The noncellular vaccine is relatively nontoxic and contains little or no LPS and other impurities. The vaccine will be used for active immunization against Vibrio cholerae Bengal and other bacterial species expressing similar surface polysaccharides. In addition, human or other antibodies induced by this vaccine could be used to identify Vibrio cholerae Bengal for the diagnosis of the infection and for environmental monitoring of the bacterium.

Tailpiece:

E. coli produces a toxin, heat labile toxin (LT), that is very similar to the cholera toxin in structure and mode of action. The DNA that encodes the LT toxin is on a plasmid that can be transferred to other E. coli strains and probably to other enteric bacteria, as well. Close relationships between the genetic code for LT toxin and the cholera toxin undoubtedly exist but have not been documented as yet. The genetic information for the toxin in V. cholerae is located on the bacterial chromosome. Other bacterial enterotoxins related to cholera toxin have been reported in non-group O

Vibrio strains and a strain of Salmonella .

Clinical Presentation of Cholera:

Most cholera infections are asymptomatic or mild, and indistinguishable from other mild diarrhoea. In its severe form the following signs and symptoms characterise cholera:

• Onset is typically sudden,
• Diarrhoea is profuse, painless and watery, with flecks of mucus in the stool ("rice water" stools). The presence of blood in stools is not a characteristic of cholera,
• Vomiting may occur, usually early in the illness,
• Majority of patients are afebrile, children are more often febrile than adults,
• Dehydration occurs rapidly (up to 1000ml/hour of diarrhoea may be produced),
• All complications result from effects of loss of fluids and electrolytes in stool; and

• Vomitus; muscle cramps, acidosis, peripheral vasoconstriction, and ultimately renal and circulatory failure, arrhythmias and death may occur if treatment is not given timeously.

Reservoir:

For practical purposes, cholera is restricted to humans. Faecally contaminated water is the most important reservoir of infection and vehicle of transmission, either directly or indirectly through contaminated food.

Mode of Transmission:

Vibrio cholerae is spread mainly via the faecal-oral route. Some of the best-known sources of infection are as follows:

• Drinking water that has been contaminated at its source, during storage or usage,
• Contaminated foods, vegetables that have been fertilised with human excreta (nightsoil) or "freshened" with contaminated water,
• Soiled hands can also contaminate clean drinking water and food, and
• Fish, particularly shellfish taken from contaminated water and eaten raw or insufficiently cooked.

Incubation Period:

The incubation period ranges form a few hours to 5 days, (usually 2 - 3 days).
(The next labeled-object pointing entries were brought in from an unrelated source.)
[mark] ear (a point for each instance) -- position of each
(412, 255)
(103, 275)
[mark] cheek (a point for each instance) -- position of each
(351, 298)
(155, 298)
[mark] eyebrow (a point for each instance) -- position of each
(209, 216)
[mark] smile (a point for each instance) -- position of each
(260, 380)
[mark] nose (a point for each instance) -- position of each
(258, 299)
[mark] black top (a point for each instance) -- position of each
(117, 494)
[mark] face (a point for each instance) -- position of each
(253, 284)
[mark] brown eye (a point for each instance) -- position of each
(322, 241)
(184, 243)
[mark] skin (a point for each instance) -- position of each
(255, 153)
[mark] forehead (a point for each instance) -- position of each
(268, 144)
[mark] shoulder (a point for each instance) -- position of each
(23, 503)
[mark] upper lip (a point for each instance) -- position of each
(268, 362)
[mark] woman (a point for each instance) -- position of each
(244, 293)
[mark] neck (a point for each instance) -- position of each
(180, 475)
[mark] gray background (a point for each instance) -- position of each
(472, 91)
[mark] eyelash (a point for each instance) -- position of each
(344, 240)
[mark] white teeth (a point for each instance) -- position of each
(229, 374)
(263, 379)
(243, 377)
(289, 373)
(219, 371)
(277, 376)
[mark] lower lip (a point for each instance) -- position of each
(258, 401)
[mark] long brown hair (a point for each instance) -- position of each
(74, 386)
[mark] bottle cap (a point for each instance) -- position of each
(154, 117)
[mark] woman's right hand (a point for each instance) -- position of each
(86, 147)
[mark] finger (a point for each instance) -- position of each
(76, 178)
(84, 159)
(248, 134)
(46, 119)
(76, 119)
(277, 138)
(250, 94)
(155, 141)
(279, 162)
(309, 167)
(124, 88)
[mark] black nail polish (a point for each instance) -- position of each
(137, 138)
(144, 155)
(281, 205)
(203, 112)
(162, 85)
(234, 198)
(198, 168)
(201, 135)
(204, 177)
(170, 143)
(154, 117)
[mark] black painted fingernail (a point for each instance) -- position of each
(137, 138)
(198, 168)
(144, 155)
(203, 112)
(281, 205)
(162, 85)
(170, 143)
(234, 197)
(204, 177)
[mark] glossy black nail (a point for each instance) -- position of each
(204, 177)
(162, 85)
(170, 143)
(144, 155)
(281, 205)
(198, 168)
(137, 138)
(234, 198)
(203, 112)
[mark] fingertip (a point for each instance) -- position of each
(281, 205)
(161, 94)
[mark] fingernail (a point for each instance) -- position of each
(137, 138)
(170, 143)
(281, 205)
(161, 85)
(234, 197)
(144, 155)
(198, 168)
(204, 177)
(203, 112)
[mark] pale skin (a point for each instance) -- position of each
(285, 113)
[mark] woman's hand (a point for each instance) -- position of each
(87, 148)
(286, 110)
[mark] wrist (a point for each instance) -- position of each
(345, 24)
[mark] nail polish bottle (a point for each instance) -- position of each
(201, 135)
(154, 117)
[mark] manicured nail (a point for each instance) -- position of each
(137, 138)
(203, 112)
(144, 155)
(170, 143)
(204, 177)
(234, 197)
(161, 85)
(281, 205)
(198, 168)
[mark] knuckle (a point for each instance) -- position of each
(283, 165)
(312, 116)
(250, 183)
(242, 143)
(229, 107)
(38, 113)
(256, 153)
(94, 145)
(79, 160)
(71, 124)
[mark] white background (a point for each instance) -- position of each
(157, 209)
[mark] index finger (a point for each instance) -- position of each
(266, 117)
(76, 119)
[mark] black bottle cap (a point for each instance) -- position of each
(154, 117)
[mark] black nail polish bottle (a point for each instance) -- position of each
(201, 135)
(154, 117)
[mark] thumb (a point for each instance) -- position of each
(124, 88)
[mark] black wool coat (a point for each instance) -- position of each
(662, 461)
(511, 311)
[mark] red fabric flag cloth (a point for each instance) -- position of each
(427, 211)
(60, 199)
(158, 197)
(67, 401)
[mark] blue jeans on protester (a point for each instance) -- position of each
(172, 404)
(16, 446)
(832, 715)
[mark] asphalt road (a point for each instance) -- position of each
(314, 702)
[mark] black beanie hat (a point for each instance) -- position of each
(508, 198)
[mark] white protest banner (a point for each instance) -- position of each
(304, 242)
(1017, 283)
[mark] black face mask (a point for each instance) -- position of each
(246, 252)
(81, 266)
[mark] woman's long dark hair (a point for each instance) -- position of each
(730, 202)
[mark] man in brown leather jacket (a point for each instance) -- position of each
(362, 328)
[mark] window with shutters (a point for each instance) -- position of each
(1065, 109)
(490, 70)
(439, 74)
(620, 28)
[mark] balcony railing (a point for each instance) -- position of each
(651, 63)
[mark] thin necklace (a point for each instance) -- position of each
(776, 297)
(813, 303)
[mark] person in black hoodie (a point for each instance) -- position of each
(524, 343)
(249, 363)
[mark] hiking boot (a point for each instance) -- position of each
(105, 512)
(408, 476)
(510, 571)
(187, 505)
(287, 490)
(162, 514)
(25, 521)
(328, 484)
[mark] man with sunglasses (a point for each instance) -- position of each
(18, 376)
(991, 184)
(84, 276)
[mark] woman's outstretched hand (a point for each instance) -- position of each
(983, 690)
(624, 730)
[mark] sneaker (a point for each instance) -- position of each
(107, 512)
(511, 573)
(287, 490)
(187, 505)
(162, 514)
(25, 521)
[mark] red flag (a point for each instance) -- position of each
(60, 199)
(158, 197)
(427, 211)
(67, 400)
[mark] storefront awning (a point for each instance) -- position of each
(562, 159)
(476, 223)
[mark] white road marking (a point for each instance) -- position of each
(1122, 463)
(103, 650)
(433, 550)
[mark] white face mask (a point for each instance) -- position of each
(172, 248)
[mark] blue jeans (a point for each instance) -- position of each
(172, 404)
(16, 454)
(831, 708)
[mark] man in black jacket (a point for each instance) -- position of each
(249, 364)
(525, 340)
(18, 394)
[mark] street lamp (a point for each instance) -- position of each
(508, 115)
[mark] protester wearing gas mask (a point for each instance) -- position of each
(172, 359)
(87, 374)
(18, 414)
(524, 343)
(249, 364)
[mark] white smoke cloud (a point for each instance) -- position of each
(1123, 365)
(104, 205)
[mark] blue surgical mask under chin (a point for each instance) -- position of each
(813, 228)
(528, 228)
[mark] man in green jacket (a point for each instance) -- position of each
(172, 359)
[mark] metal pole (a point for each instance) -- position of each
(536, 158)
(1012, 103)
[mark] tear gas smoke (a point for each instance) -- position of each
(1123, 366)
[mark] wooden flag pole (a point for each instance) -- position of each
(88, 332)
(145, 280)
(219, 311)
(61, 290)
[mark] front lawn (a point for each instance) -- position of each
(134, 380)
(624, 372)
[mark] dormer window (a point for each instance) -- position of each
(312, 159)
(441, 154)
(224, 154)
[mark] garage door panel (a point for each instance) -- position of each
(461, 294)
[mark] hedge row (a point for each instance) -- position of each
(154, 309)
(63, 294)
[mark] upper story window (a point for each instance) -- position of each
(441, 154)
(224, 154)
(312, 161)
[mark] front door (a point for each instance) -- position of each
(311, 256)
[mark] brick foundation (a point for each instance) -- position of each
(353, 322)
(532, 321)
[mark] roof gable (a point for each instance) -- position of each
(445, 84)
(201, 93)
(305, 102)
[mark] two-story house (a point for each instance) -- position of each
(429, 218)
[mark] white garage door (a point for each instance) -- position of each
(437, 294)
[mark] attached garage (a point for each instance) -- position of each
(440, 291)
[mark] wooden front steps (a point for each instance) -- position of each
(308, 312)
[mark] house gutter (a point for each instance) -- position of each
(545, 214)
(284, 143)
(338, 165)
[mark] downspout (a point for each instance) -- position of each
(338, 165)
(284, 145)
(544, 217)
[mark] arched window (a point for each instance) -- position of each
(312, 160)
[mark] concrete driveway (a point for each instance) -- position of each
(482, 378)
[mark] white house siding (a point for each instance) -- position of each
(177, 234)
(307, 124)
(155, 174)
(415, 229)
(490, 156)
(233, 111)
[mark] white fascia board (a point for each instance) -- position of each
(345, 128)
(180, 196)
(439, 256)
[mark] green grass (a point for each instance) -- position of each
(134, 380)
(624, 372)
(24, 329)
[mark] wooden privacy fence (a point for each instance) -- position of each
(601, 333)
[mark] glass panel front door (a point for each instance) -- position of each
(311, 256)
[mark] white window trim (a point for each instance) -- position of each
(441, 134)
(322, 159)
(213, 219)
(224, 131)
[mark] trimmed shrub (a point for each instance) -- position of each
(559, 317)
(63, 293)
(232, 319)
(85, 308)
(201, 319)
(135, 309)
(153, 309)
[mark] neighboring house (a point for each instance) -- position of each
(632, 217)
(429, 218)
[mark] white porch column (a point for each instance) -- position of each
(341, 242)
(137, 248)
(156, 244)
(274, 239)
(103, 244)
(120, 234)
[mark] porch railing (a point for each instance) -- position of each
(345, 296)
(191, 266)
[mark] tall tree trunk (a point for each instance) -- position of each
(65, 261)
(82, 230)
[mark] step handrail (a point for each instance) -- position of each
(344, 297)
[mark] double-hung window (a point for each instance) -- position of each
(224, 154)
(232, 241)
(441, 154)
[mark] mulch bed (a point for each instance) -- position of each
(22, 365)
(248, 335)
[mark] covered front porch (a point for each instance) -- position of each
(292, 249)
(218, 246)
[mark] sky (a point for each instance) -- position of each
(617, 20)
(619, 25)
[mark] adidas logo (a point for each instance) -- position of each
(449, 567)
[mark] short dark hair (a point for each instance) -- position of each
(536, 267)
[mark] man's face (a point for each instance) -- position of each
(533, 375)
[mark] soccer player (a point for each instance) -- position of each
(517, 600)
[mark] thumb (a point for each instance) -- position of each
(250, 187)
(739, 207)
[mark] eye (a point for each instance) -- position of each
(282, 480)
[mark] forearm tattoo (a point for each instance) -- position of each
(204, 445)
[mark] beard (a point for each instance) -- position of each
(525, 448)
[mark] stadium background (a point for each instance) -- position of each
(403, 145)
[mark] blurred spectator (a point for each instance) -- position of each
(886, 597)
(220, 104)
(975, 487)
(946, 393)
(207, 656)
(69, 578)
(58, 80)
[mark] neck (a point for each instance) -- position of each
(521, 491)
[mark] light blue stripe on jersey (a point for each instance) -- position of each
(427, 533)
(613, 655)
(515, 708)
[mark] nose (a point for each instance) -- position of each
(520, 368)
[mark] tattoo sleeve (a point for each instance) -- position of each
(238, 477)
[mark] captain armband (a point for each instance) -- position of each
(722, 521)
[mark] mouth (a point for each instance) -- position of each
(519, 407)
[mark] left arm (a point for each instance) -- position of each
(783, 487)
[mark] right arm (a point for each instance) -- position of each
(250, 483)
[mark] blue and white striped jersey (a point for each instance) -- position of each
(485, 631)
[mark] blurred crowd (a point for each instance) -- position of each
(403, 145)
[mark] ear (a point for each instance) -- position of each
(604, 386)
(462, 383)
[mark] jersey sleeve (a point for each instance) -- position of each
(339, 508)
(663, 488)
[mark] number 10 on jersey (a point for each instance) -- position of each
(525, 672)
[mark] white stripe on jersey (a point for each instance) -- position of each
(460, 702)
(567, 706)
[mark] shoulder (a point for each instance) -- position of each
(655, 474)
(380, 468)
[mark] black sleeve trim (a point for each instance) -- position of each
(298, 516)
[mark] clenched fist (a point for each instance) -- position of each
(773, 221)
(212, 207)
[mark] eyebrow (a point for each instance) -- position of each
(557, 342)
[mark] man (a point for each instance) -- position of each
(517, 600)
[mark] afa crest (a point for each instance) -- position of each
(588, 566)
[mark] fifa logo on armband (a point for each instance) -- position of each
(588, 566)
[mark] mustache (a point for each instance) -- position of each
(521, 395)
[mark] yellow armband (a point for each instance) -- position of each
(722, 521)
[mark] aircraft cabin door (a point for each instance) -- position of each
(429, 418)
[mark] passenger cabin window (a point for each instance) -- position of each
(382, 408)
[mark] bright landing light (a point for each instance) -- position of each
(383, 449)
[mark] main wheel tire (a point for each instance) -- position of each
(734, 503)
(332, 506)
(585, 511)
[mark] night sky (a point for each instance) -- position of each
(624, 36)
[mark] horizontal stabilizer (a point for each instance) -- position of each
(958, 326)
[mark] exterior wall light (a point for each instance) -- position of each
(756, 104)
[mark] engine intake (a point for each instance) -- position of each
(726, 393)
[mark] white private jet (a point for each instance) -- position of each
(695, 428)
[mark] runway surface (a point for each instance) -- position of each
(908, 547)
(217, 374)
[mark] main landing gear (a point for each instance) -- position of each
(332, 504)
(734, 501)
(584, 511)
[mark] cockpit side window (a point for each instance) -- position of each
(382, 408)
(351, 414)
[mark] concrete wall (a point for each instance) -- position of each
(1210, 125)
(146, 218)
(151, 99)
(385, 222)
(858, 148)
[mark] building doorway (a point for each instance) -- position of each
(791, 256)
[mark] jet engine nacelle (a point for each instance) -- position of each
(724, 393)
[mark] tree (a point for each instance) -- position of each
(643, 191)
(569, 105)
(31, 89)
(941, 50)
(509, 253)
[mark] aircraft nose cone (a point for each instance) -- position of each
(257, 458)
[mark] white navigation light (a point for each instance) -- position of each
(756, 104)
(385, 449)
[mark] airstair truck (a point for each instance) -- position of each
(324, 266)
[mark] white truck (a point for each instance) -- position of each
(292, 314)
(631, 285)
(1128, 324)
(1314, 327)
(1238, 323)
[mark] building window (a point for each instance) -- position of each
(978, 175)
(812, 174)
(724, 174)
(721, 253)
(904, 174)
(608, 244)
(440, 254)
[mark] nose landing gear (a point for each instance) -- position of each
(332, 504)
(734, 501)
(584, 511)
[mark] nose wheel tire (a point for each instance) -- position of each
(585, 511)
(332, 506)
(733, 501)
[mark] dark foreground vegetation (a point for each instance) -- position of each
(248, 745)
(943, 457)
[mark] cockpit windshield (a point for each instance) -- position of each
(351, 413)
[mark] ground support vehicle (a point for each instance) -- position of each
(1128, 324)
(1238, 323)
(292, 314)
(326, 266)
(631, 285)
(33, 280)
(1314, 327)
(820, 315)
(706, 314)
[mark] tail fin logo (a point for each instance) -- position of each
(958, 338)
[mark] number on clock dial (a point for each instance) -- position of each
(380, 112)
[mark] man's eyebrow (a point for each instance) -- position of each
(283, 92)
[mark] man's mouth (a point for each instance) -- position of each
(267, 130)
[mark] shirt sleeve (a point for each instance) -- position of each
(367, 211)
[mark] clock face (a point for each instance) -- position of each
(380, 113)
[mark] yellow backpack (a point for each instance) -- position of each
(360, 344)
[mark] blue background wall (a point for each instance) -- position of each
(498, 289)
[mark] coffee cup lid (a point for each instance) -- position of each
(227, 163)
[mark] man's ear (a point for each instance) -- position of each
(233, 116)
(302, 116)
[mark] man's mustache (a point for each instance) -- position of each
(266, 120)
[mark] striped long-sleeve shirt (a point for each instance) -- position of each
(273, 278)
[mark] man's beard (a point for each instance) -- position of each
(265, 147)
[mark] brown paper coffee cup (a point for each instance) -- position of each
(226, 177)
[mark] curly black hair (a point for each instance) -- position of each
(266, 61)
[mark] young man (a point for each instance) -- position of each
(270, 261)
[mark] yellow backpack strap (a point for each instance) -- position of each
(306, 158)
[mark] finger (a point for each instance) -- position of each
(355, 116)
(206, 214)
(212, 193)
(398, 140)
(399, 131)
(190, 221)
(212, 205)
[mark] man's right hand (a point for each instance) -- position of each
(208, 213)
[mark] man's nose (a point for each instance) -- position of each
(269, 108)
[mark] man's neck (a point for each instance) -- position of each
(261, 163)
Period of Communicability:

Cholera is communicable in the duration of stool-positive stage. Asymptomatic carrier status may persist for several months.

Population at Risk:

The people most at risk of contracting cholera are those who do not have access to piped safe water and adequate and proper sanitation.

Clinical Features:

The severity of cholera is dependent on the rapidity and duration of fluid loss.  However, a typical case of cholera shows three stages.

Stages of Cholera:

Ø      Stage of Evacuation

Ø      Stage of Collapse

Ø      Stage of Recovery

            Stage of Evacuation:

            The onset is abrupt with profuse, painless, watery diarrhoea followed     by vomiting.  The patient may pass as many as 40 stools in a day.  The         stools may have “rice water” appearance.

            Stage of Collapse:

            The patient soon passes into a stage of collapse because of        dehydration.  The classical signs are: sunken eyes, hollow cheeks, scaphoid abdomen, sub normal temperature, washerman hands and       feet, absent pulse, unrecordable blood pressure, loss of skin elasticity,    shallow and quick respirations. The output of urine decreases and may   cease. The patient becomes restless and complains of intense thirst and cramps in legs and abdomen.  Death may occur at this stage, due       to dehydration and acidosis resulting from diarrhea.

        Stage of recovery:

            If death does not occur, the patient begins to show signs of clinical         improvement.

v     The blood pressure begins to rise. 

v     The temperature returns to normal.

v     Urine secretion is reestablished, if anuria persists, the patient may die of renal failure.

The classical form of severe cholera occurs only 5-10% of cases.  In the rest, the disease tends to be mild characterized by diarrhea with or without vomiting are marked dehydration.  As a rule mild cases recover in 1to 3 days.

EPIDEMIC PREPAREDNESS:

A strong programme for the control of diarrhoeal diseases is the best preparation for a cholera epidemic. In the long term, improvements of safe water supply and adequate sanitation are the best means of preventing cholera. In an outbreak, the best control measures are the early detection of cases and treatment of patients; coupled with health education. In order to respond quickly to the cholera epidemic and to prevent deaths, health facilities must have access to adequate quantities of essential supplies, particularly oral rehydration solution and intravenous fluids.

During the outbreak of cholera, these supplies are needed in greater quantities than normal. To prepare for an outbreak, it is essential to maintain additional stocks at appropriate points in the drug delivery system. Small 'buffer stocks" should be placed at local health facilities, larger buffer stocks at district or provincial levels, and an adequate emergency stock at a central distribution point.

Medical and paramedical personnel involved in the treatment of cholera should receive intensive and continuing training to ensure that they are familiar with the most effective techniques for the management of patients with cholera.

PREVENTION AND CONTROL:

• In approximately 90% of cholera cases, the disease is mild; and it is difficult to differentiate it from other diarrhoeal diseases;
• Oral rehydration therapy is important in case management and can reduce the case fatality;
• Vaccination and other chemoprophylaxis are ineffective in preventing and controlling cholera; and personal hygiene on drinking and eating habits, safe disposal of human waste have proven to be effective in controlling the disease.

Cholera epidemics are public health problems and could claim up to 50% of its victims. It is therefore important for all the stakeholders in cholera prevention and control to use correct intervention strategies useful in curbing the epidemic.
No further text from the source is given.